Q Performance dont tu es la plus fière

R Quand j’ai gagné ma Coupe du monde à Ishigaki en 2012. C’était ma première victoire en Coupe du monde.

Q Ce dont tu t’ennuies le plus

R De m’entraîner à tous les jours. C’est juste ça que tu fais dans la vie. Tu t’entraînes, tu manges et tu te reposes. Et en plus tu vas sur les plages pour nager. Tu es en bikini toute la journée. C’est la belle vie, un travail de rêve.

Q Ce dont tu t’ennuies le moins

De toujours gérer les blessures. C’était plate parce que de voyager, de s’entraîner, pousser mes limites, c’était le fun.

Q Personnalité marquante

R Mon mari David James. Et Alex Sereno qui a été mon entraîneur.

Q Idoles de jeunesse

R Je n’en ai jamais eu. J’ai toujours voulu être Kathy et donner le meilleur de moi-même. D’ailleurs, je n’ai jamais acheté une seule revue de triathlon de toute ma vie ma vie. Je trouvais ça cool côtoyer les meilleures athlètes de ma discipline. Je les regardais mais je n’ai jamais voulu être quelqu’un d’autre, je n’ai jamais voulu être comme elles.

Q Ta plus grande qualité d’athlète

R La persévérance probablement. Et avoir espoir au futur.

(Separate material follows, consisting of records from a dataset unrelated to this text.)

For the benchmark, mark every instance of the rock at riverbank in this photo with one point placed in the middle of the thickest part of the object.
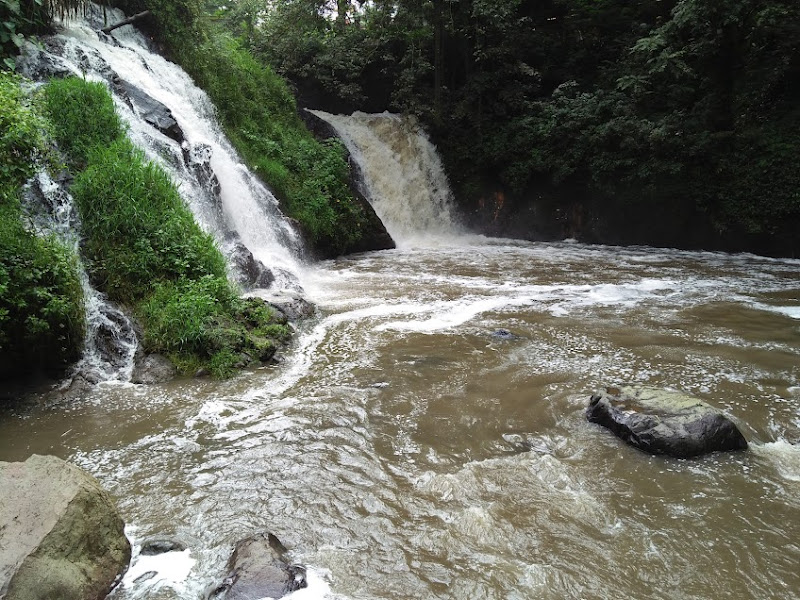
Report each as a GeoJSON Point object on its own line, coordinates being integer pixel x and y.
{"type": "Point", "coordinates": [664, 422]}
{"type": "Point", "coordinates": [258, 569]}
{"type": "Point", "coordinates": [60, 534]}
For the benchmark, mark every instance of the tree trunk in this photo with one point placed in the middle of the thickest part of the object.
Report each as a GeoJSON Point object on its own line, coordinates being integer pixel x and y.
{"type": "Point", "coordinates": [438, 55]}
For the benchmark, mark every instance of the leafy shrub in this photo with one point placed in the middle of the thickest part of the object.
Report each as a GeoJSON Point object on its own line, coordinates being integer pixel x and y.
{"type": "Point", "coordinates": [137, 227]}
{"type": "Point", "coordinates": [82, 116]}
{"type": "Point", "coordinates": [260, 117]}
{"type": "Point", "coordinates": [41, 298]}
{"type": "Point", "coordinates": [21, 139]}
{"type": "Point", "coordinates": [145, 249]}
{"type": "Point", "coordinates": [205, 319]}
{"type": "Point", "coordinates": [42, 319]}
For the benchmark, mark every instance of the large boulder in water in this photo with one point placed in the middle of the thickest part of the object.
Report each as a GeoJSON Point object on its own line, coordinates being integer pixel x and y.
{"type": "Point", "coordinates": [60, 534]}
{"type": "Point", "coordinates": [258, 569]}
{"type": "Point", "coordinates": [664, 422]}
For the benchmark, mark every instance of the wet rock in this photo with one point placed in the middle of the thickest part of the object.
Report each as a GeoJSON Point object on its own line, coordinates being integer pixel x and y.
{"type": "Point", "coordinates": [42, 62]}
{"type": "Point", "coordinates": [153, 368]}
{"type": "Point", "coordinates": [504, 334]}
{"type": "Point", "coordinates": [150, 109]}
{"type": "Point", "coordinates": [161, 546]}
{"type": "Point", "coordinates": [664, 422]}
{"type": "Point", "coordinates": [258, 569]}
{"type": "Point", "coordinates": [197, 158]}
{"type": "Point", "coordinates": [295, 308]}
{"type": "Point", "coordinates": [252, 272]}
{"type": "Point", "coordinates": [60, 534]}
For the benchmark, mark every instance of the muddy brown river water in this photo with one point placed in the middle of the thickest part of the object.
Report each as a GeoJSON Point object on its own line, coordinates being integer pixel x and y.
{"type": "Point", "coordinates": [405, 449]}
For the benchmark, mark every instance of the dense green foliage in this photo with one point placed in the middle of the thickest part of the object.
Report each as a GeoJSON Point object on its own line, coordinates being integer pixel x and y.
{"type": "Point", "coordinates": [41, 299]}
{"type": "Point", "coordinates": [143, 247]}
{"type": "Point", "coordinates": [204, 323]}
{"type": "Point", "coordinates": [647, 103]}
{"type": "Point", "coordinates": [260, 117]}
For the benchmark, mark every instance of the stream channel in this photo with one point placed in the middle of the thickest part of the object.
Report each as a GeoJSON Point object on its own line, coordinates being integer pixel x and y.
{"type": "Point", "coordinates": [408, 448]}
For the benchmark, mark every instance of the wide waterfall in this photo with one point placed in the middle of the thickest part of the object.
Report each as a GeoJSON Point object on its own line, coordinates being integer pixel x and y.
{"type": "Point", "coordinates": [173, 122]}
{"type": "Point", "coordinates": [402, 176]}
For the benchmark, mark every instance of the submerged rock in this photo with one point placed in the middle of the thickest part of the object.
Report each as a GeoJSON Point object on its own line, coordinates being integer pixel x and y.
{"type": "Point", "coordinates": [60, 534]}
{"type": "Point", "coordinates": [664, 422]}
{"type": "Point", "coordinates": [161, 546]}
{"type": "Point", "coordinates": [153, 368]}
{"type": "Point", "coordinates": [258, 569]}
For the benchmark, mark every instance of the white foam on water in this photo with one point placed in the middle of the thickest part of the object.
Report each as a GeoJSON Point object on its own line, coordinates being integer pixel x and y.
{"type": "Point", "coordinates": [170, 569]}
{"type": "Point", "coordinates": [784, 455]}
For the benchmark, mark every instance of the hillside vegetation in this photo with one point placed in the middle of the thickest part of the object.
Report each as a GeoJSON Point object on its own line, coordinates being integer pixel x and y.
{"type": "Point", "coordinates": [605, 108]}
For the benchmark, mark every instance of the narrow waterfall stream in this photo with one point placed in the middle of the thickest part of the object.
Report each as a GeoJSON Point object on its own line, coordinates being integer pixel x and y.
{"type": "Point", "coordinates": [111, 341]}
{"type": "Point", "coordinates": [409, 449]}
{"type": "Point", "coordinates": [402, 176]}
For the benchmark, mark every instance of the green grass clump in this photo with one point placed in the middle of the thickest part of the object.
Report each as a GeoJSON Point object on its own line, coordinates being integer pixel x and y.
{"type": "Point", "coordinates": [42, 320]}
{"type": "Point", "coordinates": [137, 227]}
{"type": "Point", "coordinates": [260, 117]}
{"type": "Point", "coordinates": [207, 320]}
{"type": "Point", "coordinates": [144, 248]}
{"type": "Point", "coordinates": [41, 299]}
{"type": "Point", "coordinates": [82, 116]}
{"type": "Point", "coordinates": [21, 140]}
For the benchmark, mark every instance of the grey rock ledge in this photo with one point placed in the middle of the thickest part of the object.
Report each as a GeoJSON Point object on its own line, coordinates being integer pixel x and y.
{"type": "Point", "coordinates": [664, 422]}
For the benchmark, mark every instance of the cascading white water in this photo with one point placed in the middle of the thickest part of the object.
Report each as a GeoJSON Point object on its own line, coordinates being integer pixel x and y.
{"type": "Point", "coordinates": [403, 177]}
{"type": "Point", "coordinates": [111, 341]}
{"type": "Point", "coordinates": [226, 198]}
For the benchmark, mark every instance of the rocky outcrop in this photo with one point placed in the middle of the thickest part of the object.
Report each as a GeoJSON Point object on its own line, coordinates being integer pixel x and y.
{"type": "Point", "coordinates": [60, 534]}
{"type": "Point", "coordinates": [258, 569]}
{"type": "Point", "coordinates": [252, 273]}
{"type": "Point", "coordinates": [292, 307]}
{"type": "Point", "coordinates": [151, 110]}
{"type": "Point", "coordinates": [664, 422]}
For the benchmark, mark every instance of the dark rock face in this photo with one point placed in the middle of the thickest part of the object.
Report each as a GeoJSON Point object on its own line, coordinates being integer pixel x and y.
{"type": "Point", "coordinates": [150, 109]}
{"type": "Point", "coordinates": [258, 569]}
{"type": "Point", "coordinates": [664, 422]}
{"type": "Point", "coordinates": [60, 534]}
{"type": "Point", "coordinates": [294, 308]}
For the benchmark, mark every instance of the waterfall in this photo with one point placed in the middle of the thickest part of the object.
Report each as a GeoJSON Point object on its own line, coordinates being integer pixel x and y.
{"type": "Point", "coordinates": [402, 175]}
{"type": "Point", "coordinates": [111, 341]}
{"type": "Point", "coordinates": [174, 123]}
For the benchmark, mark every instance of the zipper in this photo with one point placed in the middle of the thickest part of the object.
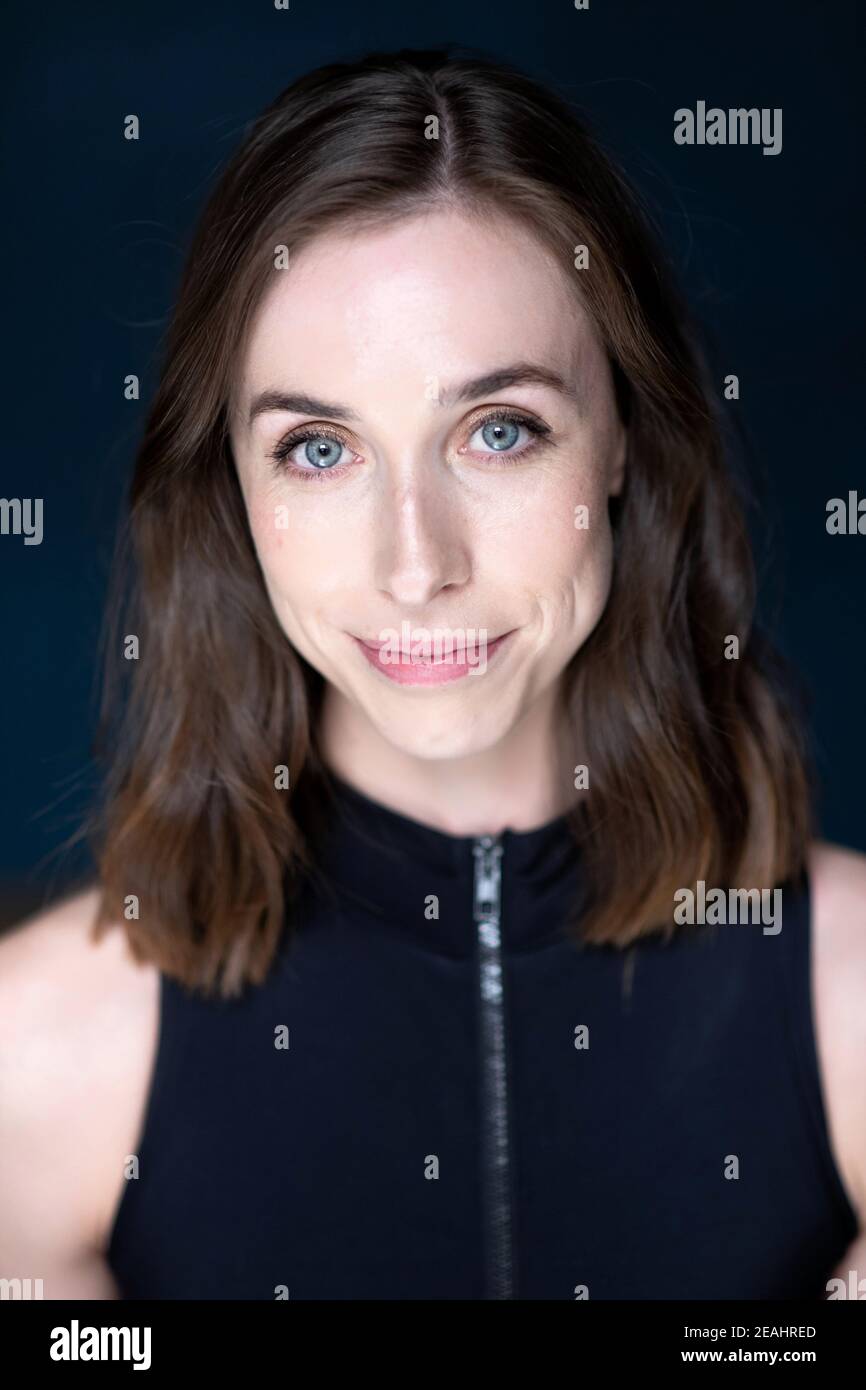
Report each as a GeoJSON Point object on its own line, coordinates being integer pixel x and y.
{"type": "Point", "coordinates": [487, 911]}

Q Quelque chose que tu aurais aimé améliorer

R Parler moins, fermer ma boîte quand je m’entraînais (rires). J’écopais de pénalités et ça me coûtait des longueurs de piscine. Mon coach Alex (Sereno) me disait «Kathy si tu n’arrêtes pas de parler, je te fais faire 1500 fly (60 longueurs de piscine)». Et moi pa-pa-pa-pa. Alors Alex me disait «fais moi 1500 fly».

Q Dans 10 ans

R Dans 10 ans je me vois à la tête d’une entreprise qui a changé le monde.

Q Rêve ou défi

R J’aimerais refaire un 5 km en bas de 18 minutes (rires), moi qui ai déjà fait un 5 km en 16 minutes. J’aimerais aussi que BougeBouge grossisse encore plus et pouvoir organiser plein d’autres évènements. Il y a un méga potentiel. Je me vois comme une entreprise qui va faire la différence.